There are times when our lives are CAVU (Ceiling And Visibility Unlimited). Times when you are as free as a bird, where not only the valleys we struggle through, but the mountains and clouds that seemed so high, are now beneath us.
Those are times to cherish, because in those times, you gain perspective, understanding, and wisdom. You’re able to see the other side of the clouds, the side where the sun always shines.
Other times, life throws us into storms, and the things we hold dear, the things we depend on for support, for power, for strength are shaken to the core. I got to thinking about those engines, and the one that was causing trouble and catching fire trying to land in that storm – and I had to just let it go and shut it off, then figure out how to go on without it.

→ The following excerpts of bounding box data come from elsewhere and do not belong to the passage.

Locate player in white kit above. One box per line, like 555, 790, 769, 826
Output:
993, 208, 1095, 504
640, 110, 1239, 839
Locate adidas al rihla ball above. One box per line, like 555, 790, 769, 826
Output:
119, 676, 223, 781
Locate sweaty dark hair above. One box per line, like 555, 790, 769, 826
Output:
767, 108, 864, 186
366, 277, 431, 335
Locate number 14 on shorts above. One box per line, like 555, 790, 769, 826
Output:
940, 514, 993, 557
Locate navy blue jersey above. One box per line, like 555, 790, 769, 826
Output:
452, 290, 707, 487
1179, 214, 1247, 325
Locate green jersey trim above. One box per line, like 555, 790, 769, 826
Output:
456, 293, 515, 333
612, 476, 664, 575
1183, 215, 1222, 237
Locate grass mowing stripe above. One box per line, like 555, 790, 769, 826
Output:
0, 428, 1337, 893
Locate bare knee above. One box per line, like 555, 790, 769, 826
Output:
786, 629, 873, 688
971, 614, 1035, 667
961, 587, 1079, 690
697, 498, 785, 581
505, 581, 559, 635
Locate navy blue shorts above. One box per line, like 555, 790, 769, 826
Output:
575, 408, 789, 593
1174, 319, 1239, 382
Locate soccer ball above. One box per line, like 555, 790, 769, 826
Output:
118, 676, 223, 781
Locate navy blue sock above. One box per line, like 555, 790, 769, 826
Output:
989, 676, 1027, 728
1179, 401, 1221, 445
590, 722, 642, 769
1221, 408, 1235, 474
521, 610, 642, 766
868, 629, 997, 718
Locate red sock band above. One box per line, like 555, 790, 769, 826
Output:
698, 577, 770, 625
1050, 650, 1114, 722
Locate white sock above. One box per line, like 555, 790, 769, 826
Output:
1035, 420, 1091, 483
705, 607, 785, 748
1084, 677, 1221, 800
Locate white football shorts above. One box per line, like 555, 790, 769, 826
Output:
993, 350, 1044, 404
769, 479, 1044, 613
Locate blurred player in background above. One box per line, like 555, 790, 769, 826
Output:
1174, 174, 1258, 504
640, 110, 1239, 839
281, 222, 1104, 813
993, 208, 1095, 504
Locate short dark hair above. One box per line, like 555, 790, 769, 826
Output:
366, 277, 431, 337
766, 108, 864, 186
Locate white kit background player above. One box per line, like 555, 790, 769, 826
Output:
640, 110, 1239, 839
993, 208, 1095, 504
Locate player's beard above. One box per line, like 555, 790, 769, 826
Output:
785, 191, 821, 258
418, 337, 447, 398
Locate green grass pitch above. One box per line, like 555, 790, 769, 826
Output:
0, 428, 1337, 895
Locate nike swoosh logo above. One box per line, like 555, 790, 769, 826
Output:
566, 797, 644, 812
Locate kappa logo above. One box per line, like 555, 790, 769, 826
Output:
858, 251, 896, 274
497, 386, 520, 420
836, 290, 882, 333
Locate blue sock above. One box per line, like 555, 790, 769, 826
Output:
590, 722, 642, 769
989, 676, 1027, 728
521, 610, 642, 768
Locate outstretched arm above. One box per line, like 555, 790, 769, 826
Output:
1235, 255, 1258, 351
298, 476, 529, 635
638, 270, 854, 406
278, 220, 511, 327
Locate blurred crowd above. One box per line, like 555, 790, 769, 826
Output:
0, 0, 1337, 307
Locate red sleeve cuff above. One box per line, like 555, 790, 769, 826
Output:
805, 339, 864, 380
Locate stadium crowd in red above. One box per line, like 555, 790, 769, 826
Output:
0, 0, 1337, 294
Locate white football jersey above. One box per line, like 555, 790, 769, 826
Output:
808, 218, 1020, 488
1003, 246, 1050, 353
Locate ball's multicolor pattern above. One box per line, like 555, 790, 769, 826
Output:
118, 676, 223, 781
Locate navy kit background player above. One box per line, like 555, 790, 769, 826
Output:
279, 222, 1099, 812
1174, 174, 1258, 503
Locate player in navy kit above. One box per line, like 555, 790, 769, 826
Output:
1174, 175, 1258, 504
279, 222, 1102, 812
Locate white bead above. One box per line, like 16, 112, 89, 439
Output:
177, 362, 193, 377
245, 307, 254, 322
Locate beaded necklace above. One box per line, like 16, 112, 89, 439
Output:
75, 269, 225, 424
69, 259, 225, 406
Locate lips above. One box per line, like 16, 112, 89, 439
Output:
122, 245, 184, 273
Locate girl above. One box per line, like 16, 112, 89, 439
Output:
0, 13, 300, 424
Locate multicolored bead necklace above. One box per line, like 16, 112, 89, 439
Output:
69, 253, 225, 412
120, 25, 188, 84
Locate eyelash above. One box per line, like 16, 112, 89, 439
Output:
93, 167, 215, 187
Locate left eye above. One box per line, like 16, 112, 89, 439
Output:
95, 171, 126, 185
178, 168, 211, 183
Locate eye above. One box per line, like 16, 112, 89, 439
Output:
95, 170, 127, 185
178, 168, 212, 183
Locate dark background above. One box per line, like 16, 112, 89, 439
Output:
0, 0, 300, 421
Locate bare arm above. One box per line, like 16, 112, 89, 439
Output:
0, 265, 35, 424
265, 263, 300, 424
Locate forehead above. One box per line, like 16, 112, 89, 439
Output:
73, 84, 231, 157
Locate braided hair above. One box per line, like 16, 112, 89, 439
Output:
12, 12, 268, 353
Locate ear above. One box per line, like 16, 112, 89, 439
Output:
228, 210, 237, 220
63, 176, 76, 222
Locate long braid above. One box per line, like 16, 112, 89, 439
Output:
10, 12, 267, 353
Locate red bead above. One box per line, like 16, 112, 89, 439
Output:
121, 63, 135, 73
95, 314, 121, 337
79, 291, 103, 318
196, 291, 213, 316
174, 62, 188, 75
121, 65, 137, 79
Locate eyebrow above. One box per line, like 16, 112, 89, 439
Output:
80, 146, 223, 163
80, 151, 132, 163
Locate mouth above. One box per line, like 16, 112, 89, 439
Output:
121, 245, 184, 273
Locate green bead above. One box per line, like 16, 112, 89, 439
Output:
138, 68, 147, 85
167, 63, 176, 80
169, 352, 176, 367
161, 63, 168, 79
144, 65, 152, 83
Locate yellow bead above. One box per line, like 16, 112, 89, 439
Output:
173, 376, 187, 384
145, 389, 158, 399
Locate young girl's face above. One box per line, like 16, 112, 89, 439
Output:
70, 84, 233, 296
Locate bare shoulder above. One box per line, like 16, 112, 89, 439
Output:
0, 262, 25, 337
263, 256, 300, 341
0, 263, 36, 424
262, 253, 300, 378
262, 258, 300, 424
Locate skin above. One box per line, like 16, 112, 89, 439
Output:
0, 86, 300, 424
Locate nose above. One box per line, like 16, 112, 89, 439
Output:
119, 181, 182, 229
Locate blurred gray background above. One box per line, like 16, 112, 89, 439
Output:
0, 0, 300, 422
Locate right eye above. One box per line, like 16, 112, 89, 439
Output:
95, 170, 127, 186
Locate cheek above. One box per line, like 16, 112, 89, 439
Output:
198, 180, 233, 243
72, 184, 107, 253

Those aren’t times where you gain perspective.
Those are times where you gain experience.
And we need both.
It’s the transitions that are often challenging.
We have to compensate for things that have been damaged, and flying through the storm becomes quite a bit harder when we lose things we depend on.
I realized that while I’d learned how to instinctively fix something while still compensating for my weakness in the simulator, (slamming those three throttles forward when I really needed four, and stomping on that left rudder while turning hard left to keep the strength I did have from pulling me off course), that that’s a constant lesson in real life.
I got to thinking some more about it all, and how hard flying through that storm was… You couldn’t see anything out the windows of the simulator – it was nothing but instruments – but if you were flying in a storm, you wouldn’t see anything anyway.
…and that, sometimes, is what life is like…
It feels like we’re flying blind, but only if we’re straining to find something in the murk outside…
If we look inside, at our instruments, if you will – there’s more clarity, and while doing that GCA, I had that voice in my headsets guiding me along that cross in the radio beams, and that dotted cross on the instrument panel, and the third one over the top of that, guiding me on the inside. When I was where I was supposed to be, the three crosses became one. I learned that if I focused on that cross, and listened to that voice, it would guide me through any storm.
It was a lesson in trust.
I couldn’t trust in my own instincts. Even when the storm headwinds caused me to go higher than I wanted to go, or the tailwinds caused me to sink lower than I wanted to be, even with that engine threatening to burn a wing off. Being so close to the ground and so slow that any mistake could be the last one, hard as it was, I had to trust.
Getting too far to one side or the other for too long, and pretty soon it’d be impossible to correct for in time even if I made a massive correction to try to get to the runway, so I needed to trust.
As easy as it is to let the storms of life blow me off course, and as hard I know it can be to struggle during those times when I don’t have perspective but I’m gaining that experience, I know that if I keep that cross centered in front of me, and keep listening to the voice in my headphones guides me when I can’t see it, I’ll be okay…
And just like I didn’t finish my time in the simulator unscathed, I haven’t made it through this journey we call Life without a few scars, none of us have. I remember Steve’s words after I landed, after I finished, “Well done!” and the smile and peace it gave me. I pray that at the end of this longer journey, I’ll be able to hear those same words again, from another Voice, “Well done…”
Take care folks – and for those of you who celebrate it, have a wonderful, blessed Easter.